Last updated Nov 29, 2025
markets
Public companies that consistently acquire adjacent features and convert major expense lines into revenue lines will deliver long‑term compounding stock returns significantly outperforming the market over many years.
If you can see folks acquiring adjacent features, or if you can see folks taking expense lines and turning them into revenue lines. These are, in my opinion, sure bet companies that compound forever in the public markets.View on YouTube
Explanation

The statement is more of an investing heuristic than a concrete, time‑bounded prediction. It doesn’t specify:

  • Which exact companies qualify (what counts as “adjacent features” or “turning expense lines into revenue lines”),
  • How much outperformance counts as “significant,” or
  • What time horizon “compound forever” / “many years” actually means.

Because of that, it’s impossible to cleanly test it, and the evidence since 2021 is mixed:

Evidence against the idea as a near‑universal “sure bet” rule

  • In the episode, this logic is applied explicitly to Square/Block: “If Square can continue to acquire adjacent features, the stock market will reward these guys.”(metapodcast.net) But Block’s stock fell from an all‑time high around $289 in early August 2021 to roughly the mid‑$80s by early 2025, a ~70% drawdown, while the S&P 500 index rose from about 4,500 in August 2021 to the high‑6,000s by late 2025, a gain of roughly 50%.(stockscan.io) That’s massive underperformance from a flagship example of the pattern.
  • Salesforce is a textbook serial acquirer of adjacent capabilities (e.g., Slack, Tableau, MuleSoft, now Informatica) intended to broaden its platform.(salesforce.com) Yet its stock is down over the past five years and has underperformed the S&P 500 by more than 90 percentage points in that span.(barrons.com) This contradicts the idea that such strategies are “sure bets” for market‑beating compounding.
  • Sector vehicles full of exactly these kinds of “adjacent feature” fintech names have also lagged: the Global X FinTech ETF (FINX) shows a 5‑year average annual return of about –4.2%, versus +14–15% annually for an S&P 500 tracker over the same period.(assetsanalyzer.com) That’s substantial underperformance across a basket of companies pursuing these strategies.

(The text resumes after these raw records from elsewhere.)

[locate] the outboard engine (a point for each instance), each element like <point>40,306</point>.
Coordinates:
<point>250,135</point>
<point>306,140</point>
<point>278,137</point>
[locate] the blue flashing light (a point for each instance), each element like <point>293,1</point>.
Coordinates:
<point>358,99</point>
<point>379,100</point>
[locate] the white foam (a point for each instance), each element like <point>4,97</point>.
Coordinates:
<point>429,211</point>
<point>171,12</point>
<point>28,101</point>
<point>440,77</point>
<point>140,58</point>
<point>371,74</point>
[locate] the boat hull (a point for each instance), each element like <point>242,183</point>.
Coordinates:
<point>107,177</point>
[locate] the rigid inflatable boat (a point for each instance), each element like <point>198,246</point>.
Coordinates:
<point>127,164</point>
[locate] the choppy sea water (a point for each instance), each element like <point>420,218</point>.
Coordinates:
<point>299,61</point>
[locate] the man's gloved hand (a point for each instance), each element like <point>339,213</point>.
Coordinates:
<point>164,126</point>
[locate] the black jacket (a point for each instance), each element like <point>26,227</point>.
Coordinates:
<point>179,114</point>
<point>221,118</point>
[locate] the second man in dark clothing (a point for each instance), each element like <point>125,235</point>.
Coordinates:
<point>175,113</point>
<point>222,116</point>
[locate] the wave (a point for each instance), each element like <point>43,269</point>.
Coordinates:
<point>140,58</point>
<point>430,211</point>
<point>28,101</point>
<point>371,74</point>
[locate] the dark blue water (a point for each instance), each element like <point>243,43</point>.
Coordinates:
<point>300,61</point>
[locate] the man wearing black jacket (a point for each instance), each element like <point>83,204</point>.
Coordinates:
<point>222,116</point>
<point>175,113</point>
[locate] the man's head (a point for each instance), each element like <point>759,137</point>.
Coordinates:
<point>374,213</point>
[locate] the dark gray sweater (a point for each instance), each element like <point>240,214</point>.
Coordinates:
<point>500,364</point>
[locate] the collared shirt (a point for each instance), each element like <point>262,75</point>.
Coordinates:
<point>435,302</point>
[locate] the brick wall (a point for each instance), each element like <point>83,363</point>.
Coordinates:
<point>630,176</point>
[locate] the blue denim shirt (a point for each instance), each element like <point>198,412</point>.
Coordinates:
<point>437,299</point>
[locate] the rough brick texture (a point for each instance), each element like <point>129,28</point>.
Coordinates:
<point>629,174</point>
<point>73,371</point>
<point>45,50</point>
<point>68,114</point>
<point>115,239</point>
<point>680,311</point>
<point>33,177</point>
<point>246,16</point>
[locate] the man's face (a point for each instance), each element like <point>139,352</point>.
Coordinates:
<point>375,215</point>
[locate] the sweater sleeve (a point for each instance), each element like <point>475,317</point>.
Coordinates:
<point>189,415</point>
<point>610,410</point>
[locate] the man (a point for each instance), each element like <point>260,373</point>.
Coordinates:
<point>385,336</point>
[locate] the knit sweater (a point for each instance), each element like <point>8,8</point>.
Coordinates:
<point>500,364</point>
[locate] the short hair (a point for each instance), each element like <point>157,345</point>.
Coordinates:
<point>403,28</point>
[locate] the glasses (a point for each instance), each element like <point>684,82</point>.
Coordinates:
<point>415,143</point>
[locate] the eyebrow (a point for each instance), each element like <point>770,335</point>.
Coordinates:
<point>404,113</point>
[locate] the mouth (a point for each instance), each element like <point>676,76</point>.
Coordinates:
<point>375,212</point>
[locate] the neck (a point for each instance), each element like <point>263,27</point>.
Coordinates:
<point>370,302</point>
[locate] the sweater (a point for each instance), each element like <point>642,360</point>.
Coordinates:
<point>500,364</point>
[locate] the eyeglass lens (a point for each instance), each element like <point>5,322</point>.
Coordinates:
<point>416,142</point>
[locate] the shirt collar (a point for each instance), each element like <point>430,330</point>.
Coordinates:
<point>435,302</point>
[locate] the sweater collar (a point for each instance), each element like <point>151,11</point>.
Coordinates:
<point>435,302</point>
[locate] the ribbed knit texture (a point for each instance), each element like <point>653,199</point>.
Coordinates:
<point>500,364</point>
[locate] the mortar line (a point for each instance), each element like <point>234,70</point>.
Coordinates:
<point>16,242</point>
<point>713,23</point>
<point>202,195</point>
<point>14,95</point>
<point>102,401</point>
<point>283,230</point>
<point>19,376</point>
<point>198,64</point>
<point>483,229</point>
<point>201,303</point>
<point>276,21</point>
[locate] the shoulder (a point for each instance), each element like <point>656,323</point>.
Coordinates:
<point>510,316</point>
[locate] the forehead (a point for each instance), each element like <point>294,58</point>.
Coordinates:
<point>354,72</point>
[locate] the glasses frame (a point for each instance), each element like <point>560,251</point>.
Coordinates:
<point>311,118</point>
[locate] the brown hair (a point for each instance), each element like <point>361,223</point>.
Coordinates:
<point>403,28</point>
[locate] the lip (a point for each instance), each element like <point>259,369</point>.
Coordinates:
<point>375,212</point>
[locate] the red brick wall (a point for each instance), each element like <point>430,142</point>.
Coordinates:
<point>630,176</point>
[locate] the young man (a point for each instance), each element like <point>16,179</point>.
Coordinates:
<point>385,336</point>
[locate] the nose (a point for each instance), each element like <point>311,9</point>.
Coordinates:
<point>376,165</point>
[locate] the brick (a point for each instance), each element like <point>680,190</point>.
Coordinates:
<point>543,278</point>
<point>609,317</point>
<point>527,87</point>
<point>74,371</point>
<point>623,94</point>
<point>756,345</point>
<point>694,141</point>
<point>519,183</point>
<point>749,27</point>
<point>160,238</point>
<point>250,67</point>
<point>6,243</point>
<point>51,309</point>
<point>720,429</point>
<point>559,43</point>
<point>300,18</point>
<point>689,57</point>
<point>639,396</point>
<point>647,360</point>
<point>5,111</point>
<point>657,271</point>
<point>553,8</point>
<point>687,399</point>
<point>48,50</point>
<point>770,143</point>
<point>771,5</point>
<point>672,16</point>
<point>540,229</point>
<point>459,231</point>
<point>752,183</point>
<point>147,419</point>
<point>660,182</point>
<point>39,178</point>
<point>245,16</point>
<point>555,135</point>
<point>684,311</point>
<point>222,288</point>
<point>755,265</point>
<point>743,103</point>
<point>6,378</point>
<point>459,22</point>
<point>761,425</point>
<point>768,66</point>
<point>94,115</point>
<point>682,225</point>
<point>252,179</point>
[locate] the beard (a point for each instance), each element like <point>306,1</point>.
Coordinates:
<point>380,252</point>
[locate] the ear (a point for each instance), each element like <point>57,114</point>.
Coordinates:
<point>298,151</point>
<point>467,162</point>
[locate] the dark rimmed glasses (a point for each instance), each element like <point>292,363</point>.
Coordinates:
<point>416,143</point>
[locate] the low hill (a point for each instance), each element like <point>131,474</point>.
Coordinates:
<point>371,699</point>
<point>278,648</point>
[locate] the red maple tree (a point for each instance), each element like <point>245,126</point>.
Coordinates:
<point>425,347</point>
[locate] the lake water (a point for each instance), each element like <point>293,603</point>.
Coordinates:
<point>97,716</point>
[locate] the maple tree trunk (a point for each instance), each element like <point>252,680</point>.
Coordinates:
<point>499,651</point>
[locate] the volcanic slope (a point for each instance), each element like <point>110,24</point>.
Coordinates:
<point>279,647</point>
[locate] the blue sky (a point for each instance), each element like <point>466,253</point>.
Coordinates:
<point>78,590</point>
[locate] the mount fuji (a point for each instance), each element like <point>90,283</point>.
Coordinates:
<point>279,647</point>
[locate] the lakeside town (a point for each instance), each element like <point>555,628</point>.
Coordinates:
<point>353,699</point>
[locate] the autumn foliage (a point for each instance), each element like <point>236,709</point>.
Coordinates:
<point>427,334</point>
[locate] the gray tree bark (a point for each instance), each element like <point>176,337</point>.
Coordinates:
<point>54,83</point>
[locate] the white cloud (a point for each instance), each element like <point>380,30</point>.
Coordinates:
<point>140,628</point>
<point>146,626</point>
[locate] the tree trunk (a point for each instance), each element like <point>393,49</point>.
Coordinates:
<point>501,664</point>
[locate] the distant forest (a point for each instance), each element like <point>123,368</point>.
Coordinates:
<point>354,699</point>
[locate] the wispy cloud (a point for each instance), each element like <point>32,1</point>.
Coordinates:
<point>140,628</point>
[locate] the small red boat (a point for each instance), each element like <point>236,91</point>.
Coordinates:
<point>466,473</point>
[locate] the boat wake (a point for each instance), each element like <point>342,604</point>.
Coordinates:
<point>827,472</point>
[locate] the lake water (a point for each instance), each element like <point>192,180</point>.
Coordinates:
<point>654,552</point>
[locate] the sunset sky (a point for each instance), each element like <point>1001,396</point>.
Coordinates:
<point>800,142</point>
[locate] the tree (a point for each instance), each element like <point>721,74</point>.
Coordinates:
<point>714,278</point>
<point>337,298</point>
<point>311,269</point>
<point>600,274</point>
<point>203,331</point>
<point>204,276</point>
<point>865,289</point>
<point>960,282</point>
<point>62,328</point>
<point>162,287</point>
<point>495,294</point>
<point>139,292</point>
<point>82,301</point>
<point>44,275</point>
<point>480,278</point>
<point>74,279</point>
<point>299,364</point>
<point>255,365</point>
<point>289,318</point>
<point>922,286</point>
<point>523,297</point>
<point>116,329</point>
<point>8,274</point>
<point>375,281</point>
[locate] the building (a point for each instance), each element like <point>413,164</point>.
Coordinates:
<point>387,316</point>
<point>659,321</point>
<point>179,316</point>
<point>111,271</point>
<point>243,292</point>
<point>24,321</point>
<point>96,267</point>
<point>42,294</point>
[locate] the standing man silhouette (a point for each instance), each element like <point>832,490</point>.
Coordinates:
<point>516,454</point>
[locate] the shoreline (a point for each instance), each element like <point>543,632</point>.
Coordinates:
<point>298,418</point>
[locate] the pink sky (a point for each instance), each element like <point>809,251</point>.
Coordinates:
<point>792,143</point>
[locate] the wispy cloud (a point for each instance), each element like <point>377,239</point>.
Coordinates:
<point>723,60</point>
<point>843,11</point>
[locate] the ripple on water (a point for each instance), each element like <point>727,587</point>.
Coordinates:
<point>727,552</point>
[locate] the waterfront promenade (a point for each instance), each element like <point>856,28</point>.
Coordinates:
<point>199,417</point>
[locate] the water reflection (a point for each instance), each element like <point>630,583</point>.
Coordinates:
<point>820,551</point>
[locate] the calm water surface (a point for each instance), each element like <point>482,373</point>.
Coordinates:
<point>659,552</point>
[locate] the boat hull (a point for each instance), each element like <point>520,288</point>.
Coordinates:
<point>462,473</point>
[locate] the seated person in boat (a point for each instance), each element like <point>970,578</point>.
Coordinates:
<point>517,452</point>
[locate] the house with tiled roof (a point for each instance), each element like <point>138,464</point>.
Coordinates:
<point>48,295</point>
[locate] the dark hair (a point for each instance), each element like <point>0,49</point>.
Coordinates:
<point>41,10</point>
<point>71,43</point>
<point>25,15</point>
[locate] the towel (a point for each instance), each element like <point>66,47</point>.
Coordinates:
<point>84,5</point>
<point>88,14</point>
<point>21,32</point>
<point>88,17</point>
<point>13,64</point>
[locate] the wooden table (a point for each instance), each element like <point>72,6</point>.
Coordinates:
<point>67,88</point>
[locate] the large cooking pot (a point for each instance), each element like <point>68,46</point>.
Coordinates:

Evidence that the pattern sometimes aligns with big long‑term winners

  • Alphabet (Google) expanded aggressively into adjacent products (email, maps, video via YouTube, mobile via Android, cloud, etc.) and has delivered ~19% annualized returns over 20 years versus about 10.8% for the S&P 500, creating over $1 trillion in shareholder value.(kiplinger.com)
  • Apple has repeatedly turned internal capabilities and services into major revenue lines (custom silicon, services ecosystem, accessories) and produced roughly a 590% total return over 10 years, versus ~220% for the S&P 500.(marketwatch.com)

These mixed outcomes show that the pattern can describe some great compounders but is far from a “sure bet,” and many companies that fit it have badly lagged the market. Because the claim is qualitative, absolute (“sure bet,” “forever”), and lacks a precisely testable universe and timeframe, we can’t cleanly call it right or wrong using post‑2021 data.

So, while subsequent performance of high‑profile examples (especially Block and fintech more broadly) undercuts the strength of Chamath’s claim, the prediction as phrased remains ambiguous rather than definitively right or wrong.